O Intercept obteve mais de 900 páginas de documentação relacionada à pesquisa sobre coronavírus no laboratório chinês, financiada pelos Estados Unidos.

O Instituto de Virologia de Wuhan, na província central de Hubei, na China, é visto em 3 de fevereiro de 2021.

Novos documentos divulgados trazem detalhes a respeito de pesquisas sobre vários tipos de coronavírus financiadas pelos Estados Unidos no Instituto de Virologia de Wuhan, na China. O Intercept teve acesso a mais de 900 páginas de documentos detalhando o trabalho da EcoHealth Alliance, uma empresa de saúde com sede nos Estados Unidos, que usou dinheiro federal para financiar pesquisas com coronavírus de morcego no laboratório chinês. O volume de documentos inclui duas propostas de financiamento até então não publicadas, que foram bancadas pelo Instituto Nacional de Alergias e Doenças Infecciosas, bem como atualizações de projetos relacionados à pesquisa da EcoHealth Alliance, analisadas à medida que cresce o interesse nas origens da pandemia.

Os documentos foram divulgados de acordo com a atual disputa entre o Intercept e o grupo de Institutos Nacionais de Saúde dos EUA, o NIH, no escopo da Lei de Liberdade de Informação.
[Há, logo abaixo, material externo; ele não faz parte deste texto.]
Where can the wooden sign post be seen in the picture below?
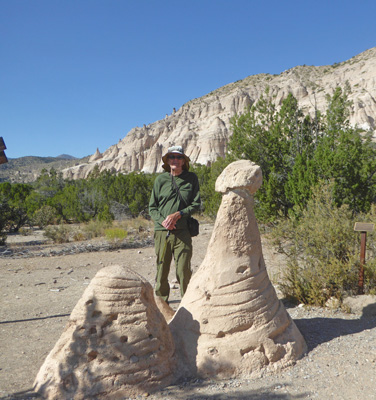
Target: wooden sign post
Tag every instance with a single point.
(363, 228)
(3, 157)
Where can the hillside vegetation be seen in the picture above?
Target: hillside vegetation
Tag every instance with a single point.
(319, 177)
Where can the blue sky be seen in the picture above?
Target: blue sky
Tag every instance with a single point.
(80, 74)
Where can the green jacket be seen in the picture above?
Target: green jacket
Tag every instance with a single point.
(165, 200)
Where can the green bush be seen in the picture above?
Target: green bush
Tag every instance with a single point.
(46, 215)
(95, 229)
(115, 234)
(58, 234)
(322, 250)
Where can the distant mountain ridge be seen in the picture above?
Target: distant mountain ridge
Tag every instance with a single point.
(202, 125)
(27, 169)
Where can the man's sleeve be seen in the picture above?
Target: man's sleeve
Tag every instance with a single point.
(196, 198)
(154, 206)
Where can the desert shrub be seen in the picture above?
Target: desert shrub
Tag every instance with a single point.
(322, 250)
(115, 234)
(105, 215)
(58, 234)
(44, 216)
(95, 229)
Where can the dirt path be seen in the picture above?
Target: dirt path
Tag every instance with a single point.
(38, 293)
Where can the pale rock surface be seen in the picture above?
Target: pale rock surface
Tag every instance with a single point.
(115, 345)
(203, 126)
(230, 322)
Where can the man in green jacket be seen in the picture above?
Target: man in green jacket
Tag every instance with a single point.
(170, 213)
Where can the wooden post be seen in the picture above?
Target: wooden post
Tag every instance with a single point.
(363, 228)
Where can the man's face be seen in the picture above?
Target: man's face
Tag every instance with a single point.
(176, 162)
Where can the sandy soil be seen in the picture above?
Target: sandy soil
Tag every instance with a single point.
(38, 293)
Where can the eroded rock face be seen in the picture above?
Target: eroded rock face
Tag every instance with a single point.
(230, 321)
(115, 345)
(203, 126)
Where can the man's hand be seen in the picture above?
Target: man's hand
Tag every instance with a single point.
(170, 222)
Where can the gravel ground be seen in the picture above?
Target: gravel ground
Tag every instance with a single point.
(41, 284)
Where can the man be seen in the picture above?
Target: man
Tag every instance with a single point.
(169, 212)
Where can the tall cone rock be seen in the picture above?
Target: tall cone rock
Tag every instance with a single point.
(230, 321)
(115, 345)
(202, 125)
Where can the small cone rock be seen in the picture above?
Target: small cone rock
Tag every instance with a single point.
(230, 322)
(116, 344)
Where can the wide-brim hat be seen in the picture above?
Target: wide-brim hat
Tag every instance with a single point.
(175, 150)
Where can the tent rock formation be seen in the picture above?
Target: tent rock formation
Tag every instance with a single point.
(230, 322)
(116, 343)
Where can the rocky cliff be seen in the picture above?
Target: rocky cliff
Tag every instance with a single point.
(202, 125)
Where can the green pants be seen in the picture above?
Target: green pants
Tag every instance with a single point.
(179, 245)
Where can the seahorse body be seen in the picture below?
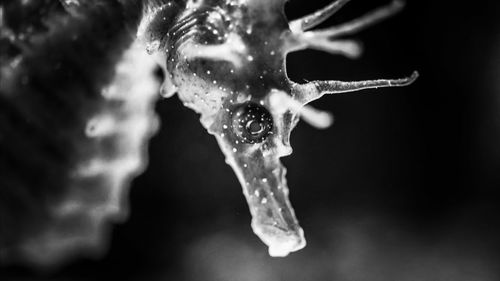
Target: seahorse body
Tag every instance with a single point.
(76, 95)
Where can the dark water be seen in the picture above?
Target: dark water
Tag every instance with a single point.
(403, 187)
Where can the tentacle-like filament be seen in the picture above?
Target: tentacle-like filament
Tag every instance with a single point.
(308, 92)
(316, 18)
(362, 22)
(327, 39)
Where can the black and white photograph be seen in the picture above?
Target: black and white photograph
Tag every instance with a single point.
(249, 140)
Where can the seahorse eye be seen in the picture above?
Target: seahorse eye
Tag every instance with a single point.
(252, 123)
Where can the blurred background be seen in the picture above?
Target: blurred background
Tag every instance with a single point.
(404, 186)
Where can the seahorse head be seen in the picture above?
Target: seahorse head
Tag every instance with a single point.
(226, 60)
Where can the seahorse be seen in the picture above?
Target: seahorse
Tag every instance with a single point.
(77, 89)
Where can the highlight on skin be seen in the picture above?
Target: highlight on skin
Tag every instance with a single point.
(222, 55)
(225, 59)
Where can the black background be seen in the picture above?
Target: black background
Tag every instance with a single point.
(404, 186)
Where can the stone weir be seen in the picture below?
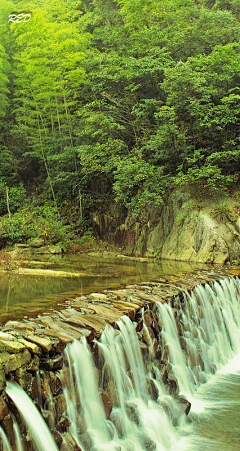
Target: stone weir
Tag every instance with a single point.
(32, 350)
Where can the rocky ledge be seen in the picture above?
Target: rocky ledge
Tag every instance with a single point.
(31, 350)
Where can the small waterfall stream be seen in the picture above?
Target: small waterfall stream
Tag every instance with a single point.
(109, 389)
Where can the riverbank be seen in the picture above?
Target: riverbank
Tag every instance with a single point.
(35, 346)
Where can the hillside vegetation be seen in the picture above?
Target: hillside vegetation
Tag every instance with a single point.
(107, 101)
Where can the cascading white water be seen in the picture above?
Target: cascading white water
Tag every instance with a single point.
(4, 441)
(210, 317)
(41, 435)
(138, 422)
(201, 333)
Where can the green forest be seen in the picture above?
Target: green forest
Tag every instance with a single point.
(108, 102)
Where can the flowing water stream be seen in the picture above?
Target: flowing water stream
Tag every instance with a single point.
(205, 361)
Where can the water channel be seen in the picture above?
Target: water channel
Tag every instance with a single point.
(39, 293)
(214, 421)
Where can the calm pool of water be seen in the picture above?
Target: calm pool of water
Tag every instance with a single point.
(22, 295)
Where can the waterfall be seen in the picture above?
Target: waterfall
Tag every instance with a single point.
(41, 435)
(118, 400)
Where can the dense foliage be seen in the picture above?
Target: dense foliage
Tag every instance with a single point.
(117, 99)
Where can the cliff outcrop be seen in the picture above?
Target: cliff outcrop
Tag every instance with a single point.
(184, 229)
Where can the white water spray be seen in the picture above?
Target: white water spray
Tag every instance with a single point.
(202, 335)
(41, 435)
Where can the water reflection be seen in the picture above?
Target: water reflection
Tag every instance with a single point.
(22, 295)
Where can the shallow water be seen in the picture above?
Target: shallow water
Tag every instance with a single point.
(22, 295)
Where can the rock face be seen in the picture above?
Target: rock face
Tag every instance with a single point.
(184, 229)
O Intercept está disponibilizando todos os documentos ao público.

“Trata-se de um roteiro para uma pesquisa de alto risco, capaz de ter provocado a pandemia atual”, disse Gary Ruskin, diretor executivo do Right to Know, um grupo dos Estados Unidos que está investigando as origens da covid-19.

Um dos documentos, intitulado “Compreendendo os riscos do surgimento do coronavírus de morcego”, descreve um esforço ambicioso liderado pelo presidente da EcoHealth Alliance, Peter Daszak, para examinar milhares de amostras de morcegos em busca de novos coronavírus. A pesquisa também envolveu a triagem de pessoas que trabalham com animais vivos. Os documentos contêm vários detalhes importantes sobre a pesquisa em Wuhan, incluindo o fato de que o trabalho experimental com camundongos “humanizados” – geneticamente modificados – foi conduzido em um laboratório de biossegurança nível 3 no Centro de Experimentação Animal da Universidade de Wuhan – e não no Instituto de Virologia de Wuhan, como se imaginava anteriormente. Os documentos levantam mais questões sobre a teoria de que a pandemia pode ter começado em um acidente de laboratório, ideia que Daszak  rejeitou  de forma agressiva.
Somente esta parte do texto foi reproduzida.